AI has changed the way I build software, but not by removing the need for engineering judgment. What it changed most is how quickly I can move from idea to implementation.

I use AI as a force multiplier across the workflow, especially in the early and middle phases of development.

Where it helps most

The biggest gains usually come from:

  • scaffolding initial implementations
  • generating test cases
  • accelerating refactors
  • debugging unfamiliar errors
  • comparing architectural options
  • producing first drafts of documentation

What changed in practice

Before using AI heavily, I spent more time manually setting up repetitive structure.

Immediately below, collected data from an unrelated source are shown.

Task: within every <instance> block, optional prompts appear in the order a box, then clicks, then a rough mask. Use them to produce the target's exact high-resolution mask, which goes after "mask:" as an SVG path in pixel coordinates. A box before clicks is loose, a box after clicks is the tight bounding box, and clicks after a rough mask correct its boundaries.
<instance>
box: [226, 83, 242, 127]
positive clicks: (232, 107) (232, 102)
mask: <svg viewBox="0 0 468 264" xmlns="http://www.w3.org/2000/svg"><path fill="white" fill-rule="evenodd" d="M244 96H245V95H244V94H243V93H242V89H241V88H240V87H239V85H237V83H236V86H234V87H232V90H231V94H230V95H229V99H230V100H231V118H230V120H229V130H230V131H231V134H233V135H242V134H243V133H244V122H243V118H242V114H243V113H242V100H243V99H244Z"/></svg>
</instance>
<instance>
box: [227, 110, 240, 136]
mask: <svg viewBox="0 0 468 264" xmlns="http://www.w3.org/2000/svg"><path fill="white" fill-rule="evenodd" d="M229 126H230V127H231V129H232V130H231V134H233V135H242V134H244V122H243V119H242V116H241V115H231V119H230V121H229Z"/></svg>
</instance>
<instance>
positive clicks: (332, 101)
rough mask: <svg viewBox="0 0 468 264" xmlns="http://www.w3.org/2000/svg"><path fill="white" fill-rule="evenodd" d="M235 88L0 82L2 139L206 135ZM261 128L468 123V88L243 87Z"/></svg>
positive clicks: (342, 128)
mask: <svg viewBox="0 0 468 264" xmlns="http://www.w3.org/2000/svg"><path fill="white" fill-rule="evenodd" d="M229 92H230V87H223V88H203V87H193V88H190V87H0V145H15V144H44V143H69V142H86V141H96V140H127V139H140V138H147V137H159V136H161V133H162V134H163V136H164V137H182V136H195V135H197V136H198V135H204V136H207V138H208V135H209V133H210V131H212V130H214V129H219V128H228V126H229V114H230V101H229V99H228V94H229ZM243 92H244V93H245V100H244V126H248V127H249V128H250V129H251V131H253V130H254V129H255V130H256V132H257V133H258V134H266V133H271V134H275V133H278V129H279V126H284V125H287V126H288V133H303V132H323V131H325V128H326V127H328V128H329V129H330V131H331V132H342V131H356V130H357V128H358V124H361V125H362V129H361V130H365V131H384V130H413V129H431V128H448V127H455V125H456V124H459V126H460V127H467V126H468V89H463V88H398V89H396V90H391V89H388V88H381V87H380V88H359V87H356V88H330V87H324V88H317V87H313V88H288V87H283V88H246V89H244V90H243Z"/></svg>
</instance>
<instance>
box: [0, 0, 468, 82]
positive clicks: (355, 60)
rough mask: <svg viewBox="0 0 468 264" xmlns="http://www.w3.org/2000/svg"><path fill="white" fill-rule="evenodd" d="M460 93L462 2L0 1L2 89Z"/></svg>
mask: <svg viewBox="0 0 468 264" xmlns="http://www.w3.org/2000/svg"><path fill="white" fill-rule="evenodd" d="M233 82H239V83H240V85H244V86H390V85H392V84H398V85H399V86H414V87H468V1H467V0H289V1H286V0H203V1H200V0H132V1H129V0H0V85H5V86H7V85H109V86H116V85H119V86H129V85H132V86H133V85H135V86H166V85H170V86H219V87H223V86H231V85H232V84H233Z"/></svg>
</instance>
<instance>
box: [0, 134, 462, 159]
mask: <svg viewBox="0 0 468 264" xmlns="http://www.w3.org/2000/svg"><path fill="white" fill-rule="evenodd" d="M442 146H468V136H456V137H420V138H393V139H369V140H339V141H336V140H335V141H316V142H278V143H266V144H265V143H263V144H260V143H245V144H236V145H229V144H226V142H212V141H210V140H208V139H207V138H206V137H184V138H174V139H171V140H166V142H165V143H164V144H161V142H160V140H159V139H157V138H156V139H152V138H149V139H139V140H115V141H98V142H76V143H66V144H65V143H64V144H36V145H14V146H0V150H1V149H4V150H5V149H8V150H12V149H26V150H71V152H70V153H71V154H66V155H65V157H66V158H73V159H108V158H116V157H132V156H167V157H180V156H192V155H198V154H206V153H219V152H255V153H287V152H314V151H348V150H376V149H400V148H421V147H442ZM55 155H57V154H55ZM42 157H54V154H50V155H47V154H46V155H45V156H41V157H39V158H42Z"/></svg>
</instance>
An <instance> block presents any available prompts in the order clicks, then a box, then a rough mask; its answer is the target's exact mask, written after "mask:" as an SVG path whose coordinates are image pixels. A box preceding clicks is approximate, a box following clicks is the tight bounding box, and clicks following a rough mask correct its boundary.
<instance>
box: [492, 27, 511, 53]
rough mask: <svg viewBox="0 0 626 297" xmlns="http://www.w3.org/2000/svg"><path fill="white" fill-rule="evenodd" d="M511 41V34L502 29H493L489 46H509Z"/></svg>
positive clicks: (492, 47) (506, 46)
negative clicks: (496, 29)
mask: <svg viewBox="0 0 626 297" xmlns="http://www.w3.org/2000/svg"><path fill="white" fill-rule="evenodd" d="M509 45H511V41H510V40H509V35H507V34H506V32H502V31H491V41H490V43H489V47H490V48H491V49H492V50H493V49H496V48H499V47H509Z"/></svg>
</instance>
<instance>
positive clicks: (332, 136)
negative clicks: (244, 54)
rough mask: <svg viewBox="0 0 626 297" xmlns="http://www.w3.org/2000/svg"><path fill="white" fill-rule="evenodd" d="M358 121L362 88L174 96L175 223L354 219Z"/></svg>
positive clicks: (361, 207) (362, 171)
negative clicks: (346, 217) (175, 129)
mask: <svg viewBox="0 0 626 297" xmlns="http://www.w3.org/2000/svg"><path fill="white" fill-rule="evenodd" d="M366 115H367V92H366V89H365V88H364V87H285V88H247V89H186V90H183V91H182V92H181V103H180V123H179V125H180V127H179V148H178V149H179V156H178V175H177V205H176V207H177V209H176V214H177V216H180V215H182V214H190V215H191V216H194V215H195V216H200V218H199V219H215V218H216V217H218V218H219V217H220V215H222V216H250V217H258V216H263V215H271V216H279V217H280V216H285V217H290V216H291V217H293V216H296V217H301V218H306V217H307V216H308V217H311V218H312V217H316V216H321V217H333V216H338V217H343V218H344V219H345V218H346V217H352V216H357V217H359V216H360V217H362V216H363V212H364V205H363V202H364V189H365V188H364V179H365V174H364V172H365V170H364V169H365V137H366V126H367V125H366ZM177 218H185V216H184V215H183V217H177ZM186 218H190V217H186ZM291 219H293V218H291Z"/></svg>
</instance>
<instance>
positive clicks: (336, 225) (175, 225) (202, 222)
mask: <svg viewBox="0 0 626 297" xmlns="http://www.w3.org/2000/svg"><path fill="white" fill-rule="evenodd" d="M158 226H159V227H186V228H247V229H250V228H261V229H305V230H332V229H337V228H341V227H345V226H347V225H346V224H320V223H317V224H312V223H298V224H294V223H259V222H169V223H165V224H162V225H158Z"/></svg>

Now, I can move faster through the boilerplate and spend more attention on the things that matter most:

  • correctness
  • architecture
  • performance
  • edge cases
  • maintainability

Where I stay careful

AI is useful, but it still needs strong review.

I treat AI-generated code the same way I treat any code that enters a codebase:

  • verify assumptions
  • review edge cases
  • validate types and interfaces
  • test behavior
  • align it with the architecture of the system

The biggest shift

The biggest shift is that AI allows me to operate more like a reviewer, designer, and systems thinker earlier in the workflow.

That has made development faster, but it has also made technical judgment even more important.

Final thought

The engineers who get the most value from AI are not the ones who trust it blindly.

They are the ones who know how to use it to accelerate execution while still owning design, correctness, and production quality.